El 15 de septiembre de 1932, en una casilla de madera prestada por Ferrocarriles del Sud, nació la biblioteca popular Guido y Spano. Los habitantes de Cinco Saltos recordaban que ese acto de inauguración de esta institución que acompañaría a la localidad durante tantos años contó con la presencia de un grupo importante de vecinos que siguieron la iniciativa de la primera directora y docente de la escuela 39, Alejandrina de Mac Auliffe, cuando hizo gestiones ante la Conabip para lograr una biblioteca para el pueblo. Más de 50 años después, llegó uno de los logros más anhelados.

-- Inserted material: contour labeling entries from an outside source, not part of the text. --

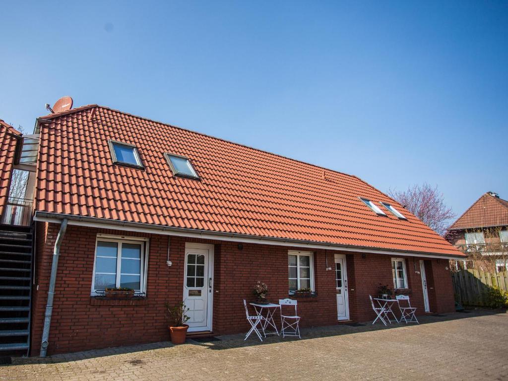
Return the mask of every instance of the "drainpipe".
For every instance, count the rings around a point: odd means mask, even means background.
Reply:
[[[56,236],[55,247],[53,249],[53,264],[51,265],[51,275],[49,278],[49,289],[48,290],[48,302],[46,305],[46,313],[44,315],[44,328],[42,331],[42,342],[41,343],[41,357],[46,357],[49,343],[49,327],[51,324],[51,314],[53,313],[53,297],[55,295],[55,283],[56,282],[56,269],[58,267],[58,258],[60,257],[60,245],[64,239],[64,235],[67,230],[67,219],[62,220],[60,231]]]

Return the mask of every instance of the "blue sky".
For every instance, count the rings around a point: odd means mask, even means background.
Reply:
[[[508,2],[9,2],[0,118],[71,95],[356,175],[508,199]]]

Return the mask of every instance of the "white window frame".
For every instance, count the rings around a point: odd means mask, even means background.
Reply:
[[[138,147],[134,144],[129,143],[124,143],[119,142],[117,140],[110,140],[108,141],[109,144],[109,150],[111,151],[111,158],[113,160],[113,164],[120,164],[121,165],[129,166],[136,168],[143,168],[143,163],[141,163],[141,158],[139,156],[139,152],[138,152]],[[115,145],[122,145],[124,147],[128,147],[133,149],[133,153],[134,154],[134,158],[136,160],[136,164],[129,163],[128,162],[122,162],[119,160],[116,157],[116,152],[115,151]]]
[[[389,210],[392,214],[393,214],[395,217],[398,218],[399,219],[407,219],[404,215],[393,207],[393,205],[389,204],[387,202],[383,202],[382,201],[380,202],[382,205],[386,208],[388,210]]]
[[[483,237],[482,241],[482,242],[478,242],[477,239],[478,234],[481,234]],[[474,236],[474,238],[473,240],[473,242],[467,242],[467,236],[471,235]],[[465,233],[464,234],[464,239],[466,241],[466,245],[482,245],[485,243],[485,235],[484,234],[483,232],[471,232],[470,233]]]
[[[102,293],[98,293],[95,288],[96,264],[97,261],[97,245],[99,241],[112,242],[118,243],[116,253],[116,282],[117,287],[119,287],[121,270],[121,246],[122,243],[132,243],[134,244],[141,244],[141,258],[140,271],[140,290],[135,290],[137,295],[144,294],[146,292],[146,275],[148,266],[146,264],[148,261],[148,240],[147,238],[142,238],[137,237],[128,237],[125,236],[112,236],[106,234],[98,234],[96,239],[95,252],[93,255],[93,273],[92,275],[91,291],[90,295],[97,296],[102,295]],[[98,290],[102,291],[102,290]]]
[[[359,197],[362,202],[367,205],[371,210],[376,213],[377,215],[386,215],[386,213],[385,213],[381,209],[377,206],[374,203],[373,201],[369,200],[368,199],[366,199],[364,197]]]
[[[288,280],[290,279],[289,277],[289,268],[295,267],[297,268],[296,270],[296,283],[297,283],[297,290],[300,290],[301,287],[300,287],[300,257],[309,257],[309,267],[310,267],[310,290],[311,291],[314,291],[315,289],[314,288],[314,253],[312,251],[300,251],[296,250],[290,250],[288,251],[288,259],[290,256],[296,256],[296,266],[290,266],[289,263],[288,264]],[[291,279],[295,279],[295,278],[291,278]],[[293,291],[293,290],[289,290]]]
[[[395,277],[393,278],[393,269],[394,269],[394,262],[395,262]],[[399,280],[400,279],[398,277],[397,274],[397,262],[402,262],[402,273],[404,274],[404,287],[401,288],[398,287],[399,284]],[[393,278],[393,288],[395,290],[403,290],[404,289],[407,288],[407,270],[406,269],[406,260],[404,258],[392,258],[392,277]]]

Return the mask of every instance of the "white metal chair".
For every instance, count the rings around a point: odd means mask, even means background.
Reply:
[[[397,295],[395,298],[397,298],[397,302],[398,303],[400,312],[402,313],[402,316],[400,316],[400,321],[402,322],[403,320],[406,322],[406,324],[408,323],[417,323],[420,324],[420,322],[415,314],[416,312],[416,307],[411,306],[411,303],[409,303],[409,297],[407,295]],[[405,306],[401,306],[401,300],[407,300],[407,304]]]
[[[373,325],[374,323],[377,321],[377,319],[379,319],[381,321],[381,323],[386,326],[386,322],[385,322],[385,319],[383,318],[383,315],[386,313],[385,308],[381,306],[376,307],[376,305],[374,303],[374,300],[372,300],[372,295],[369,295],[369,299],[370,299],[370,304],[372,306],[372,309],[374,310],[374,312],[375,312],[376,314],[377,315],[377,317],[374,320],[373,322],[372,322],[372,325]]]
[[[293,300],[289,298],[285,299],[279,299],[279,305],[280,306],[280,321],[282,323],[280,328],[280,332],[282,332],[282,337],[287,336],[300,336],[300,316],[298,315],[296,312],[296,305],[298,304],[296,300]],[[282,311],[282,306],[294,306],[295,314],[286,315]],[[287,310],[288,307],[284,308]],[[289,332],[287,332],[288,331]]]
[[[247,316],[247,321],[250,325],[250,330],[245,335],[245,338],[243,339],[244,341],[247,340],[247,338],[250,336],[252,332],[255,332],[258,335],[258,337],[259,337],[259,339],[262,341],[263,339],[261,338],[261,334],[258,329],[258,325],[261,323],[263,317],[259,315],[256,315],[255,316],[249,315],[248,308],[247,308],[247,302],[245,301],[245,299],[243,299],[243,306],[245,307],[245,315]]]

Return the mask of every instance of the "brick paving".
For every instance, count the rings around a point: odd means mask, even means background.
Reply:
[[[302,330],[302,338],[220,336],[14,359],[0,380],[508,380],[508,314],[475,311],[420,325]]]

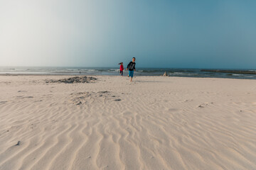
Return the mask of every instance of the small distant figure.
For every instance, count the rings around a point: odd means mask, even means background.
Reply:
[[[122,76],[123,76],[124,69],[123,63],[122,63],[122,62],[120,62],[119,64],[120,65],[120,74],[121,74]]]
[[[127,65],[127,69],[129,69],[129,74],[128,74],[128,77],[130,76],[131,77],[131,81],[132,81],[132,77],[133,77],[133,74],[134,72],[136,71],[135,69],[135,57],[132,58],[132,61],[130,62],[128,65]]]

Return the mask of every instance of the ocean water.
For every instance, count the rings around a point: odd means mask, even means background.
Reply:
[[[124,71],[124,75],[127,75],[128,72]],[[256,73],[256,70],[243,69],[243,71],[252,71]],[[161,76],[165,72],[170,76],[256,79],[256,74],[208,72],[201,71],[201,69],[137,68],[134,76]],[[119,75],[119,70],[118,66],[117,67],[0,67],[0,74]]]

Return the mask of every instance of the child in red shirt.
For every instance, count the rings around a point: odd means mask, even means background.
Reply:
[[[120,62],[120,74],[122,76],[123,72],[124,72],[124,66],[123,66],[123,63]]]

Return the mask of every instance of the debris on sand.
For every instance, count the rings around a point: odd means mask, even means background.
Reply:
[[[19,146],[21,144],[21,141],[18,141],[18,143],[15,146]]]
[[[65,83],[65,84],[73,84],[73,83],[92,83],[95,80],[97,80],[97,78],[93,76],[73,76],[68,79],[58,79],[58,80],[54,80],[54,79],[48,79],[46,80],[46,83]]]
[[[163,76],[168,76],[168,74],[167,74],[166,72],[164,72]]]

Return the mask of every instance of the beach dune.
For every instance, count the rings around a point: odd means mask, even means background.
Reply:
[[[256,169],[255,80],[69,77],[0,76],[0,169]]]

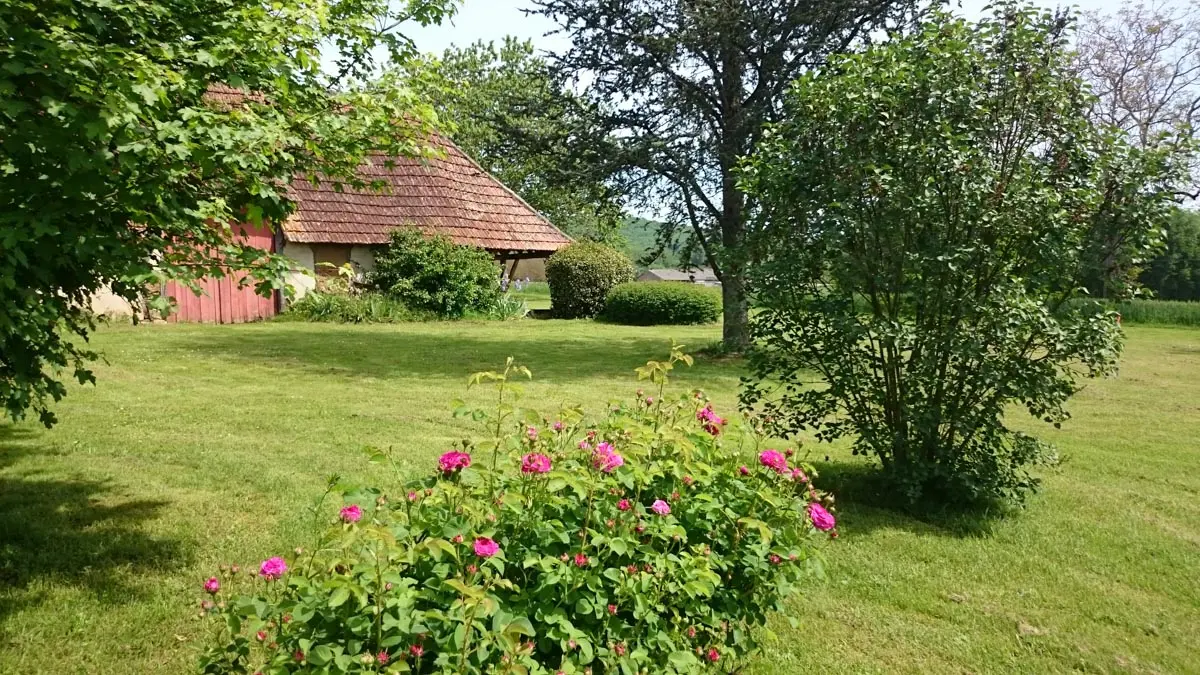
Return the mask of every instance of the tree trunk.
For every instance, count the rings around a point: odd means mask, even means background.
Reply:
[[[738,269],[736,275],[731,271],[732,268],[726,267],[725,281],[721,282],[721,300],[725,304],[721,341],[727,350],[740,352],[750,344],[750,304],[746,301],[743,271]]]
[[[725,305],[725,325],[721,340],[725,348],[740,352],[750,345],[749,303],[745,281],[745,195],[738,190],[734,175],[746,145],[745,61],[733,35],[725,35],[721,46],[721,117],[724,133],[720,141],[721,165],[721,298]]]

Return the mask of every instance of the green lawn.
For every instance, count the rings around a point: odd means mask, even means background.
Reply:
[[[180,673],[221,562],[304,544],[324,479],[383,483],[364,444],[426,471],[466,431],[448,401],[512,354],[544,410],[636,387],[668,338],[589,322],[103,329],[98,387],[53,431],[0,425],[0,673]],[[1200,671],[1200,331],[1133,327],[1124,370],[1062,431],[1068,461],[1006,519],[917,520],[844,488],[827,581],[775,621],[756,673]],[[734,404],[736,363],[680,387]],[[851,498],[851,497],[858,497]]]

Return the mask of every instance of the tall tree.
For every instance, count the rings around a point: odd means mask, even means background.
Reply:
[[[1151,171],[1163,154],[1190,155],[1200,133],[1196,7],[1154,0],[1111,14],[1088,12],[1080,20],[1075,61],[1094,95],[1090,117],[1124,133],[1129,159],[1147,161]],[[1193,166],[1192,180],[1177,190],[1180,199],[1200,196],[1200,167]],[[1081,281],[1093,294],[1121,295],[1147,264],[1148,249],[1129,241],[1120,227],[1108,227],[1110,222],[1096,225]]]
[[[1160,143],[1200,123],[1200,13],[1195,2],[1127,5],[1087,12],[1076,38],[1078,64],[1096,96],[1094,120],[1141,145]]]
[[[572,46],[554,56],[608,112],[646,203],[688,228],[720,277],[725,342],[748,344],[744,247],[754,204],[736,169],[788,84],[907,17],[916,0],[534,0]]]
[[[454,141],[551,222],[578,239],[619,237],[618,175],[596,107],[532,42],[448,49],[409,71]]]
[[[163,277],[286,263],[238,222],[281,222],[300,175],[362,186],[372,150],[420,153],[432,113],[376,55],[452,0],[8,0],[0,4],[0,401],[49,410],[92,380],[86,306]],[[324,67],[322,55],[324,53]],[[215,89],[216,88],[216,89]],[[232,89],[230,89],[232,88]],[[403,124],[397,124],[404,120]]]

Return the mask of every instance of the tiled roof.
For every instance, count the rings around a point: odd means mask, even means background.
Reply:
[[[454,143],[436,139],[444,156],[426,160],[372,156],[364,180],[383,180],[383,192],[342,192],[330,183],[295,180],[296,211],[283,223],[289,241],[307,244],[386,244],[403,226],[445,234],[457,244],[490,251],[550,253],[570,244],[548,220],[472,161]],[[440,154],[439,154],[440,155]]]
[[[205,94],[222,108],[246,97],[223,84]],[[260,94],[248,97],[263,101]],[[368,183],[383,180],[383,192],[349,186],[338,192],[331,181],[314,186],[298,177],[289,187],[296,211],[283,223],[283,235],[300,244],[386,244],[392,229],[416,226],[497,252],[551,253],[571,243],[448,138],[434,137],[433,144],[442,150],[437,156],[395,157],[390,169],[384,155],[370,157],[360,175]]]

En 1986, el municipio logró la donación del terreno donde hoy se erige la biblioteca –avenida Roca y Primera Junta– por parte de Ferrocarriles. Un año después asumió una comisión directiva que se puso como objetivo primordial lograr el edificio propio y en 1988 se colocó la piedra fundamental de un trabajo que duró una década en la construcción sólo de la primera etapa, de 240 metros cuadrados. Finalmente, en marzo de 1998 se inauguró el edificio propio y a partir de ahí el crecimiento fue continuo. La segunda etapa de la construcción, de 260 metros cuadrados y que contiene una sala general de lectura, se inauguró en abril del 2003, mientras que todos estos años con esfuerzo de los que integraron la comisión y la colaboración de la comunidad se fue equipando con mobiliario, estanterías de madera, equipos informáticos, material bibliográfico y mejor iluminación general. En el 2007 se completó el equipamiento exterior de pinturas, rejas veredas, cercos perimetrales y en el 2010 se inició la tercera etapa de otros 260 metros, que está en plena proyección, y donde se intentará lograr completar el edificio con un Salón de Usos Múltiples para distintas actividades. La biblioteca cuenta con 29.000 libros, material multimedia y parque informático y un capital de 1.100 socios, además de una cuota fijada en ocho pesos por mes.